多くの難しさは判定より先に「撮像」で決まっている

木材・家具の画像検査でつまずく原因の多くは、実は判定アルゴリズムより手前の「そもそも欠陥がちゃんと写っているか」にあります。木目や導管は本物の凹凸を持ち、塗膜は光を反射する。同じ割れでも、光を面で当てれば消え、斜めから当てれば影として際立つ。塗装のツヤムラは、正反射を拾う角度でしか見えないこともあります。つまり「見たい欠陥ごとに、光の当て方が違う」。これを一つの撮像条件で全部やろうとすると、どれかが必ず見えなくなるのが自然素材検査の難しさだと考えられます。

照明の当て方で「見える不良」が変わる

割れや掘れ、抜け節のような凹凸欠陥は、低角度から光を当てる斜光(ローアングル照明)で影を作ると強調されやすい。

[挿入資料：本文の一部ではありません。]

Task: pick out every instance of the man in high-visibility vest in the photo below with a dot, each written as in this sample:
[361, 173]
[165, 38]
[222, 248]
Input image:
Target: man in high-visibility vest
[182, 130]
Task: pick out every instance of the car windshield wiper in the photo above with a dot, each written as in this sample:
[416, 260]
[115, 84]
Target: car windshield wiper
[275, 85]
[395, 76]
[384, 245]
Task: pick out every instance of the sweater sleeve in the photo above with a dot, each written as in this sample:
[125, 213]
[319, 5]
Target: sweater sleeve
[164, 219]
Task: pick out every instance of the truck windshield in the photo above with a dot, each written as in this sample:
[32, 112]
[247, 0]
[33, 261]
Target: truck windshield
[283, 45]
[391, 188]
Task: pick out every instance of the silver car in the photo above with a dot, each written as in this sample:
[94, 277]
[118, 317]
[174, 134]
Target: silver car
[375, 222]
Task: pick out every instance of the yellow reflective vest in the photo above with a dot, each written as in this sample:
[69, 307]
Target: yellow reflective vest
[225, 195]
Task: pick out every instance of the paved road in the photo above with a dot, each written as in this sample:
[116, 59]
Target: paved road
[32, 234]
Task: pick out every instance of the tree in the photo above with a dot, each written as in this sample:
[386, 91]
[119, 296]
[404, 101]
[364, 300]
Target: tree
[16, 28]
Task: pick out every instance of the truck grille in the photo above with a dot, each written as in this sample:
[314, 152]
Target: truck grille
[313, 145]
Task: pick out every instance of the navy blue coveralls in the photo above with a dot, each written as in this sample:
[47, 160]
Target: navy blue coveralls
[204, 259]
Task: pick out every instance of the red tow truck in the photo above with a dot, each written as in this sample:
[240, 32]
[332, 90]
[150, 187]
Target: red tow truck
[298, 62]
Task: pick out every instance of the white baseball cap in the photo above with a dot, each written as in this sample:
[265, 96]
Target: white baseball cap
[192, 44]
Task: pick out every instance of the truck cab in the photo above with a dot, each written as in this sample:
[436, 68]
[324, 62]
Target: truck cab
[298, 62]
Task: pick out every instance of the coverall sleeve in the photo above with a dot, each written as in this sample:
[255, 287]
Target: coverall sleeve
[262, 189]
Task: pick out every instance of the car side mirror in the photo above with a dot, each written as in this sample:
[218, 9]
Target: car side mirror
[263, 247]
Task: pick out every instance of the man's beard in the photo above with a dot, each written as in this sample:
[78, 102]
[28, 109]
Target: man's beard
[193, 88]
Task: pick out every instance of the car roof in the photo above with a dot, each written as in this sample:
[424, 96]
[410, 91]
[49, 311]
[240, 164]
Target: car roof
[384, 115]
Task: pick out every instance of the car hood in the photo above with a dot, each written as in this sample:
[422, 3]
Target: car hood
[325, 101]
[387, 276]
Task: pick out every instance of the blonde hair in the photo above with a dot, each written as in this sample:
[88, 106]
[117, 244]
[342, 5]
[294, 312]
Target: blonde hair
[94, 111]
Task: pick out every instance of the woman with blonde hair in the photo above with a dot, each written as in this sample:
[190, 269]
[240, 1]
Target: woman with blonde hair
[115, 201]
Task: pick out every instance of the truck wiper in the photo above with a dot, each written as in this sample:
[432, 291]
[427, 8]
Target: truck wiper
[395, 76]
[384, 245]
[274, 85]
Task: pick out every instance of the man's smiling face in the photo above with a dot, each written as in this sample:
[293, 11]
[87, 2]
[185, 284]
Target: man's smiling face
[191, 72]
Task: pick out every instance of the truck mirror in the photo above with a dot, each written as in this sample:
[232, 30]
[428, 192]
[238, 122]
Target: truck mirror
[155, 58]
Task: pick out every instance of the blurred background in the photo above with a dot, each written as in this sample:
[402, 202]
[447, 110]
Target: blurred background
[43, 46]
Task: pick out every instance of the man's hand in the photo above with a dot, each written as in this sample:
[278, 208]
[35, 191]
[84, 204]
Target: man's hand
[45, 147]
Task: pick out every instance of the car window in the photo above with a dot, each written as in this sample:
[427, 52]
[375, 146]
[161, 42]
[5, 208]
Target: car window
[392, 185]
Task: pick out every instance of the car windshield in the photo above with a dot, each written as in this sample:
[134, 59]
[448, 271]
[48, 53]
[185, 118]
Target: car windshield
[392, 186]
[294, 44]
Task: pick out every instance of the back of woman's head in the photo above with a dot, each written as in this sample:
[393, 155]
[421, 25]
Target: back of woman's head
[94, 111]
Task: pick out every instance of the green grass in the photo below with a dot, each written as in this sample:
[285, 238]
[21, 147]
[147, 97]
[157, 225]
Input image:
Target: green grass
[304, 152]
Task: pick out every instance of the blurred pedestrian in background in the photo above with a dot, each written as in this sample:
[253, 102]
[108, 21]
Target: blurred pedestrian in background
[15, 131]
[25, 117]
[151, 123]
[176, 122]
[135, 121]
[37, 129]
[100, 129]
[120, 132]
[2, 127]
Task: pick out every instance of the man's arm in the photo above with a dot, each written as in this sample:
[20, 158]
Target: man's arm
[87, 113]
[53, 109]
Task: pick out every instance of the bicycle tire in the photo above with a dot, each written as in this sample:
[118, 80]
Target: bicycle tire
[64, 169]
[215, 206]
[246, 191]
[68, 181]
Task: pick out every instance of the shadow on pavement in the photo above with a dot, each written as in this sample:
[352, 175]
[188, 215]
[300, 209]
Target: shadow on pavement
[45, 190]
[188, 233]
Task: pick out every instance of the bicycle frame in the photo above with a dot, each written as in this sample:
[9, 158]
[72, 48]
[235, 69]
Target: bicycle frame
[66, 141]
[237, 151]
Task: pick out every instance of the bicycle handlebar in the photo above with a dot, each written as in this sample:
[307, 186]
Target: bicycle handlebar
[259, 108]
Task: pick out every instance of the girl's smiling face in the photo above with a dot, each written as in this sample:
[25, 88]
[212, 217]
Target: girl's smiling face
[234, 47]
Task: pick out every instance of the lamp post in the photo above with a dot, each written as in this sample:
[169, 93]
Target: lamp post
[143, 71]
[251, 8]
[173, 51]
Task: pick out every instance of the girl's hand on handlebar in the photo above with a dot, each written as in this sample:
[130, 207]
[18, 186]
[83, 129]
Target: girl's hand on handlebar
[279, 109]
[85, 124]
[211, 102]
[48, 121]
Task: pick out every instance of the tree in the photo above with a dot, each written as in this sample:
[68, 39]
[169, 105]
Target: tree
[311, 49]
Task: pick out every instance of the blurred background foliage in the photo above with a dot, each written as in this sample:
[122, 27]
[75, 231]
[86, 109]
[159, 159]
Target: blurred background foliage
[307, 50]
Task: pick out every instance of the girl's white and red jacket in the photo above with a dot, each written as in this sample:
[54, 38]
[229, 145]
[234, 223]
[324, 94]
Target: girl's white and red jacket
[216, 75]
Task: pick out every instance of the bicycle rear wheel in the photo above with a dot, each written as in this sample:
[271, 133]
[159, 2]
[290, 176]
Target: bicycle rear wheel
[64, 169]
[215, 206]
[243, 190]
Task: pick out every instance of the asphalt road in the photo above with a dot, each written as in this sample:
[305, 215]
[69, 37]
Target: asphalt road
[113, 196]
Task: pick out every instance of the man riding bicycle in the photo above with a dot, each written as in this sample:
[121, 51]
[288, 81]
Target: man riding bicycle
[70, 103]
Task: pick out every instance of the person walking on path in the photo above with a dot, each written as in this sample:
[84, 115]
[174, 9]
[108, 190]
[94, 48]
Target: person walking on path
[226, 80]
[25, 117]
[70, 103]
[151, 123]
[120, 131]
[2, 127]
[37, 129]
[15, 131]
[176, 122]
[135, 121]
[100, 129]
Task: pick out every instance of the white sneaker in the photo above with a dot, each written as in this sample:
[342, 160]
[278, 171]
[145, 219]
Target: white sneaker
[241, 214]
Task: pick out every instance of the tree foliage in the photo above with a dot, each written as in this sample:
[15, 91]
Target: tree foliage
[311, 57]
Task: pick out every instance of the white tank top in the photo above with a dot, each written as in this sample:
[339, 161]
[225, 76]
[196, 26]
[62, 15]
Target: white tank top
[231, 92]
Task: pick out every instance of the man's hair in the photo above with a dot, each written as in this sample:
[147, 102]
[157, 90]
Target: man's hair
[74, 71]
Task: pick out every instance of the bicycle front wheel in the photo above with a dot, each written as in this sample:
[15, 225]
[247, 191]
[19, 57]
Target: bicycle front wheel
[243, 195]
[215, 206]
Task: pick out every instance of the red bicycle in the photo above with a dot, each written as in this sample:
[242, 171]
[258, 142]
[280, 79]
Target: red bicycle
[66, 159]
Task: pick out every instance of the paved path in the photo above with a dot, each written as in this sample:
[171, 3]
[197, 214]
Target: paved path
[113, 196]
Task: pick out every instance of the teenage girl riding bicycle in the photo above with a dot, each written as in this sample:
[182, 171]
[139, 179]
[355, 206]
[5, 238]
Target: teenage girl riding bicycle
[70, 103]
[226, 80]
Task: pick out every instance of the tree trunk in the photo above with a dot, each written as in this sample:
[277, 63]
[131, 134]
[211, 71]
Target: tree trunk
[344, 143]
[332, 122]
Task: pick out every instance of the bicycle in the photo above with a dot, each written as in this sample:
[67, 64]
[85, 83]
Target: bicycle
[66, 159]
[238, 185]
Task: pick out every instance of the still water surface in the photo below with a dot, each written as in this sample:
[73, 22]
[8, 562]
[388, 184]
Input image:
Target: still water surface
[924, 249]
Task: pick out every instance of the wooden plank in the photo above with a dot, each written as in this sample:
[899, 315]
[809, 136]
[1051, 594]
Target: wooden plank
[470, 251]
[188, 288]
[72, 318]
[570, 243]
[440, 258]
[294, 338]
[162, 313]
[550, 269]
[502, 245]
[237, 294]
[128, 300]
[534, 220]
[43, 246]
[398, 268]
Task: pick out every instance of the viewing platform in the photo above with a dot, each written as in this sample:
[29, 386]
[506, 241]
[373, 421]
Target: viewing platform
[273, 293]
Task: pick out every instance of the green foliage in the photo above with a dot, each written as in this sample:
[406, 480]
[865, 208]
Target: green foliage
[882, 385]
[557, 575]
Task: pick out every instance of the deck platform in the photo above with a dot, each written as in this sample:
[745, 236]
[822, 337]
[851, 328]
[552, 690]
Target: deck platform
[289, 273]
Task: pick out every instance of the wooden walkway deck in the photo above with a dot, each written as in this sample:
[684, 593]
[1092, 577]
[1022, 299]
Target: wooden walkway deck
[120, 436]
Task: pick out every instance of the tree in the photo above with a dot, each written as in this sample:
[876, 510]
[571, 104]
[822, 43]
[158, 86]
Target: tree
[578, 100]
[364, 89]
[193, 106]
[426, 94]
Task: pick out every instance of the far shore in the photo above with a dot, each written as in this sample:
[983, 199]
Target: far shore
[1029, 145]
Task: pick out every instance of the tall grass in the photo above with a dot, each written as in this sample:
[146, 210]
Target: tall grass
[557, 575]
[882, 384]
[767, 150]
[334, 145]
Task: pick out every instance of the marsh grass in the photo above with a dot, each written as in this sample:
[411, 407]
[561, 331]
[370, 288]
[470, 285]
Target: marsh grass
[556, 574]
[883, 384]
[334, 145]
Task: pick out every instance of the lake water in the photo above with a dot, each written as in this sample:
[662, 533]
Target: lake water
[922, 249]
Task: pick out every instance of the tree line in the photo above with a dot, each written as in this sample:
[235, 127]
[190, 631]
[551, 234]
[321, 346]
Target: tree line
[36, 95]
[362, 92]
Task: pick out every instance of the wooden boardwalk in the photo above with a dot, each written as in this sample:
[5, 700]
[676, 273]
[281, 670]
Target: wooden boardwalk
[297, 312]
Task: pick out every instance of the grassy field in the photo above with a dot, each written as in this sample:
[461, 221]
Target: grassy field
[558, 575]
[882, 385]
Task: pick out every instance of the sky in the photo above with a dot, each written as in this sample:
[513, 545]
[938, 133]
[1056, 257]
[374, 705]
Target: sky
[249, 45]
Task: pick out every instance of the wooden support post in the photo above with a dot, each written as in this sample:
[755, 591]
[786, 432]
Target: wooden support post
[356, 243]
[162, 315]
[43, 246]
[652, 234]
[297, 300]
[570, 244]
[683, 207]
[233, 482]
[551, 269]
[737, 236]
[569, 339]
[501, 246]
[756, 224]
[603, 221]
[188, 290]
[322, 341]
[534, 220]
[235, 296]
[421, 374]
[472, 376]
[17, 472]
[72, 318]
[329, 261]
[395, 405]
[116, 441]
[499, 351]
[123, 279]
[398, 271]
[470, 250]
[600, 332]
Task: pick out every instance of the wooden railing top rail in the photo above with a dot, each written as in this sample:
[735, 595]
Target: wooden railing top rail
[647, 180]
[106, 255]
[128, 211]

一方、色ムラや汚れは拡散した均一な光でフラットに写した方が判断しやすい。塗装のツヤムラやゆず肌は、正反射の状態を観察する必要があり、光源と対象とカメラの角度関係が肝になります。つまり一台のカメラでも、照明を切り替えて複数条件で撮る、あるいは複数方向から撮るといったカメラ・照明・レンズ設計が、検査精度を左右する本丸になりうるのです。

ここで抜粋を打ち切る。